Eagle expert Craig Webb has spent more than a decade developing the refuge on his 10-hectare property and at the same time has released into the wild countless wedge-tailed and sea eagles brought to him for care.
Although saving eagles and other birds of prey has been his priority Webb has long held hopes of showing his charges to Tasmania’s schoolchildren and specialist groups to spread the conservation message to a new generation.
The classroom and toilet block he had long planned is now virtually complete and is set for an opening early in the new year.
“The refuge is still about rescuing injured eagles and returning them to the wild but conservation is important, too, and what better than to bring the wonder of raptors to children, so they can see them close up and appreciate their beauty and power?” he said when gave me a guided tour of the refuge recently.
I’ve known Craig Webb for many years and each time I have visited the refuge I have been surprised by the developments taking place, aviaries big and small, and outbuildings, built largely by his own hand.
The new classroom bears the Webb stamp.

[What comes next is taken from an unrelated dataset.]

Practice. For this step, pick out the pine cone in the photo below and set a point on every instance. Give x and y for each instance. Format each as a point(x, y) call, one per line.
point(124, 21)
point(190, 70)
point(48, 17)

It is octagonal in shape and this design enables not only an exhibits table to be placed at its centre, but allows one-way windows on three sides to look out on aviaries attached to the building’s outer walls.
Atop the classroom is a giant sculpture of an eagle, in modernist style, created by Keith Smith who has a studio on BrunyIsland.
“What I didn’t want was a room that looked like a classroom,” Webb said. “I didn’t want the kids to think they were still in school. A trip here has to be an adventure, but still marry an educational experience.”
Although quietly doing eagle conversation work for years, Webb came to prominence in the early 2000s when he took over the birds housed in an aviary at Risdon Prison. This aviary had been operated by the prison and state wildlife authorities as a rehabilitation exercise for both eagles and prisoners but it had to close when the prison was rebuilt.
Webb had already built a giant eagle aviary using fish-farm netting and since then has added an even bigger structure which stands 28 metres in height, making it the biggest building of its kind in the southern hemisphere. Webb has also built smaller aviaries and when I visited recently these were home to a variety of birds, masked and boobok owls, little and brown falcons and white and brown goshawks among them.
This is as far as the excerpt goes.